The rocket-propelled grenade fired from a small boat Tuesday at a liquefied natural gas tanker landed harmlessly on the massive vessel's deck, but still reignited a fierce debate about the right of sailors to defend themselves at sea.
The attack, off the coast of embattled Yemen, targeted the Spanish ship Galicia Spirit, hauling gas from Qatar, and raised the prospect of a terror attack on a spectacular scale.
“The use of RPGs in an attack against a vessel in this shipping choke point is very worrying,” UK security broker ASKET said in a note sent to industry insiders.
Another security firm noted the vessel had no ability to defend itself.
“[We] understand that the vessel had no armed security team on board, and that the vessel sustained small arms fire as well as the RPG,” British maritime security agency MAST told Reuters.
Experts could not say if the weapons fired at the Galicia Spirit could have penetrated her hull and touched off an explosion. But, as during the wave of pirate attacks off the east coast of Africa in recent years, the high seas run-in sparked new debate about defenseless ships going through dangerous passageways.
“There has been a step change in the use of violence offshore in the region over the past month,” said Ambrey Risk, a UK security firm, reported by Splash 24/7.
None of the assailants was able to board the ship, with all of the crew escaping the incident unharmed. A Djibouti naval vessel escorted the tanker for the remainder of its journey through the dangerous waters.
The area in question, the Bab al-Mandab strait, is one of vital importance as well as a hotbed of violence. Roughly four million barrels of oil, as well as a host of other goods pass through its tumultuous waters daily, while civil war rages on the shores of Yemen.

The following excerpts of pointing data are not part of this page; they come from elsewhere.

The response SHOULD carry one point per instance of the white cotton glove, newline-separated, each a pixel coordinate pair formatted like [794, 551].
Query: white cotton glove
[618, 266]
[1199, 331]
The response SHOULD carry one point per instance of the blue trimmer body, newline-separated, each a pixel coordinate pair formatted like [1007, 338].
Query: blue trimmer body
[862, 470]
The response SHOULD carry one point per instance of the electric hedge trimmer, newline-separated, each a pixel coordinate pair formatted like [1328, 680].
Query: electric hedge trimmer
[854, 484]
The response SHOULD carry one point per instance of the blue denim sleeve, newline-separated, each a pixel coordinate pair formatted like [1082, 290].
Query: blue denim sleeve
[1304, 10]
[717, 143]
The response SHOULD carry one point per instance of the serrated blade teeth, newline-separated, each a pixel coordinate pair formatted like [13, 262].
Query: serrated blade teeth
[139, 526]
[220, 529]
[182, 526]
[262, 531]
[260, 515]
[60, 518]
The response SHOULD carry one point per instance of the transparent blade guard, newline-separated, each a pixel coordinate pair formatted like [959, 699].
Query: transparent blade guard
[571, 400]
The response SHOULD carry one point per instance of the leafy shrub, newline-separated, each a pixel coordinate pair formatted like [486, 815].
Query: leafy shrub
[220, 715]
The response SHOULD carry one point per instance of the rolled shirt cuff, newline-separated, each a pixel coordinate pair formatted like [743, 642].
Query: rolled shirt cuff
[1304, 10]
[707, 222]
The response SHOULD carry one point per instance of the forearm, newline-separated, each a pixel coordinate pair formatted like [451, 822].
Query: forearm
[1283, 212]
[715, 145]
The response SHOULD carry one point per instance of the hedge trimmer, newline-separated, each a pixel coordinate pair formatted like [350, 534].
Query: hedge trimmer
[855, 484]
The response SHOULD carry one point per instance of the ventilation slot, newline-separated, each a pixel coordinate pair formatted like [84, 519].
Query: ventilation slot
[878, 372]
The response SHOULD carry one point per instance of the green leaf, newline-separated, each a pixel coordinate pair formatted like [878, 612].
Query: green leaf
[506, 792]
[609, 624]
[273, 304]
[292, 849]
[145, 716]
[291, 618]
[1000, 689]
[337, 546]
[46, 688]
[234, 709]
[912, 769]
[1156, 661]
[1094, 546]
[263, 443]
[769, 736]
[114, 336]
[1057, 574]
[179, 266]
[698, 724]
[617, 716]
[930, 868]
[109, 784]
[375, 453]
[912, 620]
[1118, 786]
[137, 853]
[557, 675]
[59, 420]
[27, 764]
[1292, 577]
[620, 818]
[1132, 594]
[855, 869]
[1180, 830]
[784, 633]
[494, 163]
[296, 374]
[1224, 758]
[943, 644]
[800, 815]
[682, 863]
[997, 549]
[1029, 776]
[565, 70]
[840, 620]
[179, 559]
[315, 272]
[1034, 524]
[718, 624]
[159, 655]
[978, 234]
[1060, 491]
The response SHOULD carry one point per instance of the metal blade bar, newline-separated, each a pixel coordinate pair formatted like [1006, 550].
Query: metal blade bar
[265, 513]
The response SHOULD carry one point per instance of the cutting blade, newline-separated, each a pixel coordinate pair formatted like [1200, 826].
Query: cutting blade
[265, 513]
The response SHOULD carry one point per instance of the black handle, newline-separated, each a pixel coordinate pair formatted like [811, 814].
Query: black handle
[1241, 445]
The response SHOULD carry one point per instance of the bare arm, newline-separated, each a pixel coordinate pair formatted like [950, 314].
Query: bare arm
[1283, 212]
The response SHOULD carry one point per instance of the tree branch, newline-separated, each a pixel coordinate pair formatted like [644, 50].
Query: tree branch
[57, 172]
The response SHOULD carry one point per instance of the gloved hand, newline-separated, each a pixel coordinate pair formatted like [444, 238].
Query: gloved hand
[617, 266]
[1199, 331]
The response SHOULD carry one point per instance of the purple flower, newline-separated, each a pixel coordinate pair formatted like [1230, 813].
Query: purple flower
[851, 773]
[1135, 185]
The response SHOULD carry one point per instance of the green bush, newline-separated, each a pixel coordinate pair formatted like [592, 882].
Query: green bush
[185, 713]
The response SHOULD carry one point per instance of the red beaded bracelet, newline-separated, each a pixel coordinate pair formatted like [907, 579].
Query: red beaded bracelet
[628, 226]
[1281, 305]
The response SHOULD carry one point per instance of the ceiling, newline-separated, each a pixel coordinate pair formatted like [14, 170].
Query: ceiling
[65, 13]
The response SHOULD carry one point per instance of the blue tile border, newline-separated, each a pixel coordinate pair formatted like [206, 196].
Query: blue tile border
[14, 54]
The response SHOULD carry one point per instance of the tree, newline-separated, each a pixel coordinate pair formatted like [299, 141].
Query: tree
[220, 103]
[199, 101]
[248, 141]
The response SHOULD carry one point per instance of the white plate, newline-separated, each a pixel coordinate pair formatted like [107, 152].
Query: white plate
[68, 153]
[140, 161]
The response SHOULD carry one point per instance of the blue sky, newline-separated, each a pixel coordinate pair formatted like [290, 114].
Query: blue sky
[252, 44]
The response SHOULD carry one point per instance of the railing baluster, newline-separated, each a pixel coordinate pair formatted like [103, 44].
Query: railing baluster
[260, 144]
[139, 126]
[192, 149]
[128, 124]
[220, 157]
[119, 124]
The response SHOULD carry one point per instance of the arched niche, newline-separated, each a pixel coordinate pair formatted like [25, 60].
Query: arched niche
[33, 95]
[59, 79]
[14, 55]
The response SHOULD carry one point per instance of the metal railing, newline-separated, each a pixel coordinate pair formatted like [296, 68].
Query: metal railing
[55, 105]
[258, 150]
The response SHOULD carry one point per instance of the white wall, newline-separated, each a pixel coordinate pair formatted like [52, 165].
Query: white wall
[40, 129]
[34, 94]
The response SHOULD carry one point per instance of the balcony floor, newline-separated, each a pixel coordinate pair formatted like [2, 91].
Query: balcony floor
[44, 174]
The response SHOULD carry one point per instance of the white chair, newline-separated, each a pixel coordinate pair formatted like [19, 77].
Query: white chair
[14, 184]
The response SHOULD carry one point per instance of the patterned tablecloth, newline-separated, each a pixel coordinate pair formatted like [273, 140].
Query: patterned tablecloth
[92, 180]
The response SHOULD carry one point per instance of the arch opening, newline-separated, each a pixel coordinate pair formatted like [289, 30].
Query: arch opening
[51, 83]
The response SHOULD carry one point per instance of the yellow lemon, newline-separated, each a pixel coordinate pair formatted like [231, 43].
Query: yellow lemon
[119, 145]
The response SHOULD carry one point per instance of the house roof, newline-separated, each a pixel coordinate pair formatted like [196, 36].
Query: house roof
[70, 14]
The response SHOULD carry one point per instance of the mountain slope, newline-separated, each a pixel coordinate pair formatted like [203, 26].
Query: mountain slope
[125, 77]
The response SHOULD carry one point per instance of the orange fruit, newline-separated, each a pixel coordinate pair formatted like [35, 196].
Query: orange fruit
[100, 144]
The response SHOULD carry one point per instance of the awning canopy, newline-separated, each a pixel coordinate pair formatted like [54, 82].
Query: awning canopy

It was a little over two weeks ago when a US Navy destroyer, the USS Mason, was fired upon while patrolling close to where the incident with the Galicia Spirit occurred. Iranian-backed Houthi rebels are suspected in that attack.
Barry Parker, a New York-based maritime business expert, acknowledged that armed contractors aboard ships “stopped the problem with piracy in Somalia.” But he said the incident off the coast of Yemen was different and said conflicts there will be almost exclusively focused on the civil war.
If attacks like Tuesday's are related to the war - the cargo was from Qatar, which is aligned with the Saudis who in turn oppose the Houthis - vessels might be better served by additional patrol boats as well as designated transit lanes.